Producers balance load as described above.
Fire-and-forget
We send a message to the server and don’t really care if it arrives succesfully or not. Most of the time, it will arrive successfully, since Kafka is highly available and the producer will retry sending messages automatically. However, some messages will get lost using this method.
Synchronous send
We send a message, the send() method returns a Future object, and we use get() to wait on the future and see if the send() was successful or not.
Asynchronous send
We call the send() method with a callback function, which gets triggered when it receives a response from the Kafka broker.
A producer object can be used by multiple threads to send messages. Its typical to start with one producer and one thread.
If better throughput is needed, more threads that use the same producer can be added. Once this ceases to increase throughput, more producers to the application to achieve even higher throughput can be added.

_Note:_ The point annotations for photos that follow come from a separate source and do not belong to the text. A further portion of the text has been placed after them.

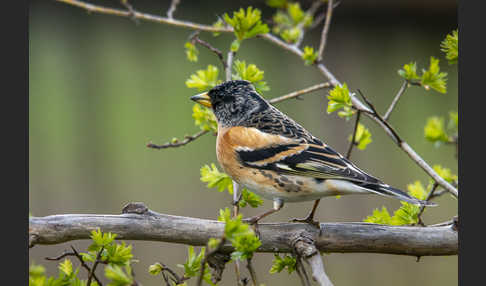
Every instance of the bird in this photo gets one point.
(267, 152)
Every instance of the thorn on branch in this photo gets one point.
(188, 139)
(135, 208)
(131, 11)
(172, 8)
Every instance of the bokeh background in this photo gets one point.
(101, 87)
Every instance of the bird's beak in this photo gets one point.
(203, 99)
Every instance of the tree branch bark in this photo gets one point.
(139, 223)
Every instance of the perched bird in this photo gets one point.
(266, 151)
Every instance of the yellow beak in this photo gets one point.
(203, 99)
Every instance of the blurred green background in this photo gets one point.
(101, 87)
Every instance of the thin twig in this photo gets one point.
(131, 11)
(422, 208)
(325, 30)
(250, 268)
(298, 93)
(229, 64)
(395, 100)
(97, 261)
(205, 259)
(299, 268)
(172, 8)
(353, 138)
(219, 54)
(188, 139)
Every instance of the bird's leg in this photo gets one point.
(277, 205)
(310, 217)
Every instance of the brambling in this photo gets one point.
(266, 151)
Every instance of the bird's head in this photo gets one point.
(233, 102)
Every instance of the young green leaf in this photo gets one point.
(433, 78)
(156, 268)
(66, 267)
(434, 130)
(250, 198)
(450, 47)
(362, 138)
(204, 79)
(409, 71)
(191, 52)
(339, 98)
(279, 263)
(246, 24)
(379, 217)
(309, 56)
(215, 178)
(276, 3)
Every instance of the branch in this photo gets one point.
(291, 48)
(172, 8)
(305, 247)
(395, 100)
(298, 93)
(188, 139)
(325, 30)
(139, 223)
(219, 54)
(353, 138)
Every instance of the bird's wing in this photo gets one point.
(296, 157)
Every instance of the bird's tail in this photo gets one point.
(388, 191)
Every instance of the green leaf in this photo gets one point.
(433, 78)
(295, 12)
(291, 35)
(445, 173)
(407, 214)
(250, 73)
(191, 52)
(204, 79)
(276, 3)
(218, 24)
(309, 56)
(434, 130)
(279, 263)
(215, 178)
(119, 254)
(339, 98)
(246, 24)
(250, 198)
(417, 190)
(362, 138)
(379, 217)
(450, 47)
(66, 267)
(156, 268)
(204, 118)
(409, 71)
(453, 120)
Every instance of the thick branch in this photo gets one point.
(139, 223)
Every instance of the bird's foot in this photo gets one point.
(309, 219)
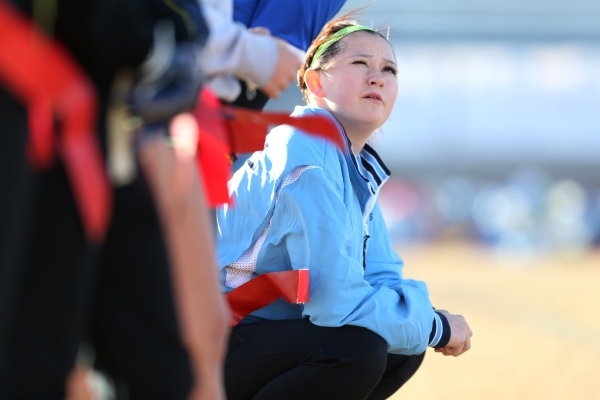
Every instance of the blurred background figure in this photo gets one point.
(494, 148)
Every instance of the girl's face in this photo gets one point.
(360, 86)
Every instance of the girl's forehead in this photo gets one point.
(366, 42)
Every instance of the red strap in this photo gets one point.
(213, 149)
(248, 129)
(261, 291)
(224, 130)
(45, 77)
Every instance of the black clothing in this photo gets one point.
(295, 359)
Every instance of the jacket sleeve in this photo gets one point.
(232, 49)
(384, 268)
(313, 220)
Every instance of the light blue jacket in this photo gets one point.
(304, 203)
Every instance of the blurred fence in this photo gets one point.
(528, 212)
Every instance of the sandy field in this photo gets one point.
(536, 324)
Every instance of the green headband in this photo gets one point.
(342, 33)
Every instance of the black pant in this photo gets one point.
(53, 284)
(295, 359)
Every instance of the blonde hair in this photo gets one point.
(328, 56)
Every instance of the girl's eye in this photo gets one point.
(392, 70)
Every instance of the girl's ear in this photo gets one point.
(312, 79)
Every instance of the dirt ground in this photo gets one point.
(536, 324)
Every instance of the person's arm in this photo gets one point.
(297, 22)
(268, 62)
(450, 334)
(319, 236)
(203, 314)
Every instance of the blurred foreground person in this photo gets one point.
(59, 286)
(304, 203)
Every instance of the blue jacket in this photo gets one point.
(304, 203)
(298, 22)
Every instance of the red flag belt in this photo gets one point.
(224, 130)
(41, 74)
(261, 291)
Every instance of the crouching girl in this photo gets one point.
(305, 203)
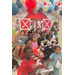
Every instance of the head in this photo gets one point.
(42, 34)
(55, 23)
(28, 43)
(38, 30)
(28, 52)
(22, 32)
(35, 38)
(45, 32)
(51, 33)
(30, 34)
(57, 49)
(48, 37)
(32, 31)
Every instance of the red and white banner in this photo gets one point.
(25, 24)
(46, 25)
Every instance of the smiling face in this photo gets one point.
(29, 44)
(35, 38)
(57, 50)
(28, 53)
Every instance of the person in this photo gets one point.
(34, 42)
(21, 44)
(55, 30)
(38, 32)
(53, 58)
(49, 44)
(28, 65)
(45, 33)
(30, 35)
(28, 44)
(52, 35)
(41, 44)
(14, 62)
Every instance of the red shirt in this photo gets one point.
(28, 67)
(22, 54)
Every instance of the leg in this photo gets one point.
(57, 40)
(47, 54)
(12, 65)
(51, 66)
(50, 50)
(17, 50)
(23, 46)
(15, 63)
(56, 37)
(56, 71)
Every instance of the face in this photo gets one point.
(29, 44)
(58, 50)
(29, 53)
(51, 33)
(56, 24)
(35, 39)
(22, 33)
(49, 37)
(30, 36)
(32, 32)
(38, 31)
(47, 32)
(43, 35)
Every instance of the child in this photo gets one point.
(28, 66)
(34, 42)
(49, 44)
(28, 44)
(38, 32)
(55, 30)
(41, 42)
(21, 44)
(30, 35)
(14, 62)
(53, 58)
(32, 31)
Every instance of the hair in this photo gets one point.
(27, 41)
(29, 32)
(47, 36)
(13, 48)
(56, 47)
(37, 29)
(32, 29)
(55, 22)
(25, 49)
(23, 31)
(41, 33)
(45, 31)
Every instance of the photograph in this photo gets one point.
(36, 37)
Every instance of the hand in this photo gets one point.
(37, 67)
(22, 36)
(46, 67)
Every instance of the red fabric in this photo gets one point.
(22, 54)
(38, 53)
(36, 16)
(27, 67)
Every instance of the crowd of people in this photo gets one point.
(46, 41)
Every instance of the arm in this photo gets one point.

If we add more consumers to a single group with a single topic than we have partitions, some of the consumers will be idle and get no messages at all.
The main way we scale data consumption from a Kafka topic is by adding more consumers to a consumer group. It is common for Kafka consumers to do high-latency operations such as write to a database or a time-consuming computation on the data. In these cases, a single consumer can’t possibly keep up with the rate data flows into a topic, and adding more consumers that share the load by having each consumer own just a subset of the partitions and messages is our main method of scaling. This is a good reason to create topics with a large number of partitions—it allows adding more consumers when the load increases.
In addition to having multiple consumers within a group, we may also have multiple consumer groups to the same topic. Kafka scales to large number of consumer groups and consumers without impacting performance.